As soon as the Lockheed was completely hidden in the depths of the cloud layer he pulled out of the dive, leveled off and banked due west. For some ten or fifteen minutes he flew on the instruments, twisting this way and that, but always in the general direction of London. And during all that time Air Marshal Manners didn't say a word. He sat like a statue of stone in the co-pilot's seat staring out forward as though his steady gaze might pierce right through the bank after bank of cloud mist that rushed toward them and was sliced and churned by the whirling propellers.

Then suddenly, perhaps a second or two before Dave would have climbed up on top for a quick look-see around, a blurred shadow came racing in from the right. It was no more than a shadow tearing in, and Dave only caught sight of it out the corner of his eye, but his sixth sense told him at once that it might be the Messerschmitt One-Ten.

"Dawson!

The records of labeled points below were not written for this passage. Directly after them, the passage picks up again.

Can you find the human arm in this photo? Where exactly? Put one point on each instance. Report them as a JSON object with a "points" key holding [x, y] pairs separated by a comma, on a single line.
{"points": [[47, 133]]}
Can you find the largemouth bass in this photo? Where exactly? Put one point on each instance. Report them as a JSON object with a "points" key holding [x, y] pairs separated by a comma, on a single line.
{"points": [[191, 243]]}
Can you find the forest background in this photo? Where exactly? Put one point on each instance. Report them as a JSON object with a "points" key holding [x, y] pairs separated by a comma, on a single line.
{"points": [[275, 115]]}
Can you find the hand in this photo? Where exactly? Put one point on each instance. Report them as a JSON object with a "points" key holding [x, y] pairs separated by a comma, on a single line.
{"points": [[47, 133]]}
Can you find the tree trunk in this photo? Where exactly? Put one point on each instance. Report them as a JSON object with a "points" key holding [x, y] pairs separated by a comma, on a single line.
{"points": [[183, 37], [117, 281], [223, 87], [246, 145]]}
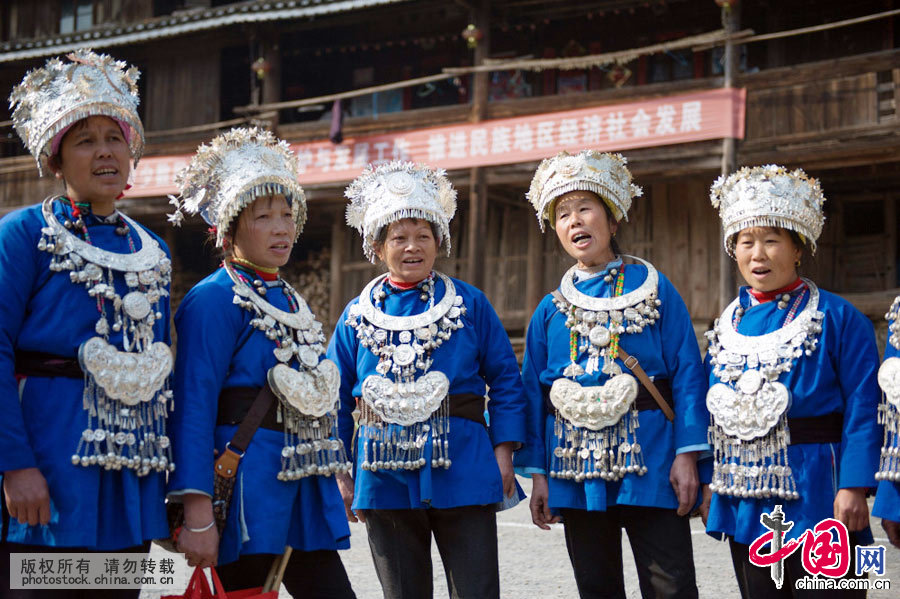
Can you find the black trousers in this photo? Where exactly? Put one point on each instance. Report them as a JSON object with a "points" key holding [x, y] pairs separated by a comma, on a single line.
{"points": [[466, 538], [308, 575], [660, 541], [756, 582]]}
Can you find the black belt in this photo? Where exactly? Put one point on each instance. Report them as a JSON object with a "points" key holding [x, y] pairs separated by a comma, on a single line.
{"points": [[31, 363], [644, 400], [465, 405], [816, 429], [235, 402]]}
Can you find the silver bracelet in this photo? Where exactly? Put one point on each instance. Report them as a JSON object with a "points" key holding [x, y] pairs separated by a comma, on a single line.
{"points": [[204, 529]]}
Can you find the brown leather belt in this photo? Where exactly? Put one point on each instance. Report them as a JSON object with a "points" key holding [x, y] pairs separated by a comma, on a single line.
{"points": [[31, 363], [827, 428]]}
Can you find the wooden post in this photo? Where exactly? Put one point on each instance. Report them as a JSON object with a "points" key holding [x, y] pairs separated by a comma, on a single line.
{"points": [[335, 289], [727, 279], [271, 91], [534, 282], [477, 180]]}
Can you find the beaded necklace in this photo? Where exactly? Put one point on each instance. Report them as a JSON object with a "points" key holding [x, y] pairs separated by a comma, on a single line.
{"points": [[252, 278], [126, 394], [889, 409], [613, 352], [782, 304], [595, 424]]}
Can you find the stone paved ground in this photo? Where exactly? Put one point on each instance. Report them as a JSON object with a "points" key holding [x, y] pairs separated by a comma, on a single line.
{"points": [[534, 563]]}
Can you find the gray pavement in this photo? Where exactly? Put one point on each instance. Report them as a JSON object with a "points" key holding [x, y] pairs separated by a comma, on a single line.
{"points": [[534, 563]]}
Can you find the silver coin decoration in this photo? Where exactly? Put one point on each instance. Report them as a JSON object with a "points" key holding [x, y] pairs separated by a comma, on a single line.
{"points": [[307, 395], [126, 398]]}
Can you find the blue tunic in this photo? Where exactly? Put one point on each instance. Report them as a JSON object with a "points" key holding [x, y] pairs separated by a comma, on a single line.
{"points": [[476, 354], [887, 500], [666, 350], [42, 417], [839, 377], [218, 349]]}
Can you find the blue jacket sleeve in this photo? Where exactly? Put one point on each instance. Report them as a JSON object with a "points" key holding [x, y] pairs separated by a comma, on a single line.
{"points": [[208, 330], [533, 455], [686, 375], [857, 366], [342, 349], [18, 271], [499, 369]]}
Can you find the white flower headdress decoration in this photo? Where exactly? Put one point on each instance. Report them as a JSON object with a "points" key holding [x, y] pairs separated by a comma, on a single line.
{"points": [[231, 172], [396, 190], [53, 97], [769, 196], [604, 174]]}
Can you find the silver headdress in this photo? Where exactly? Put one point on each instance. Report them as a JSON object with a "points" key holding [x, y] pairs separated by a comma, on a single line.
{"points": [[769, 196], [50, 99], [234, 169], [387, 193], [604, 174]]}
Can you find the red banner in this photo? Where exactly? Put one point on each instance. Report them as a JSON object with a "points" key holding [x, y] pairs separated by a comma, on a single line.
{"points": [[699, 116]]}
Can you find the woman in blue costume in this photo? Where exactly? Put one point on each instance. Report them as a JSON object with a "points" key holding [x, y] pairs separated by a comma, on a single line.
{"points": [[241, 330], [83, 446], [417, 349], [887, 500], [586, 401], [792, 391]]}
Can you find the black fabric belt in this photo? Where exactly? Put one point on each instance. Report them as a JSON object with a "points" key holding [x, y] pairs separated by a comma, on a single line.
{"points": [[32, 363], [644, 401], [235, 402], [816, 429]]}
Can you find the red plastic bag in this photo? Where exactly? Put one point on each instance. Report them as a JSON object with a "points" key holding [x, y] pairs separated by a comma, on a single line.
{"points": [[198, 588]]}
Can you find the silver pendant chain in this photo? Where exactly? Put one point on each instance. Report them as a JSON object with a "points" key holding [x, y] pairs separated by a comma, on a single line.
{"points": [[749, 429], [308, 395], [598, 320], [889, 409], [418, 403], [126, 395]]}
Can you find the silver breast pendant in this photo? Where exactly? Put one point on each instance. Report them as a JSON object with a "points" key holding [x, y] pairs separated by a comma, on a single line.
{"points": [[748, 407], [126, 392], [595, 426], [307, 387], [404, 404]]}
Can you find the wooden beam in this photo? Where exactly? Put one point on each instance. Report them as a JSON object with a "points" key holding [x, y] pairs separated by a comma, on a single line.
{"points": [[727, 280], [335, 289], [534, 281], [477, 225]]}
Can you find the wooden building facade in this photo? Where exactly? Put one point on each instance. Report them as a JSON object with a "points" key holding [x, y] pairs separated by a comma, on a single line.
{"points": [[825, 101]]}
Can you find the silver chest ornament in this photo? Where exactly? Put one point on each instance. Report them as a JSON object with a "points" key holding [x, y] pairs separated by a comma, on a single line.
{"points": [[748, 408], [308, 394], [595, 426], [126, 392], [889, 409], [401, 408]]}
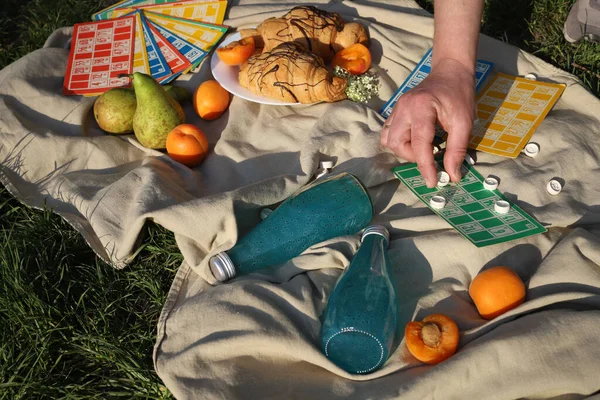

Look out! There's...."

Air Marshal Manners' wild cry was just a waste of breath. Dave had already slammed the Lockheed over and around on wingtip in a wing shaking vertical bank. The terrific force of the turn cut off the rest of the Air Marshal's cry and pinned him up against the side of the compartment as though he were nailed there. Every muscle of his body braced, and his mouth open to prevent possible blacking-out from the turn, Dave hung grimly to the controls and prayed in his thoughts as he had never prayed before.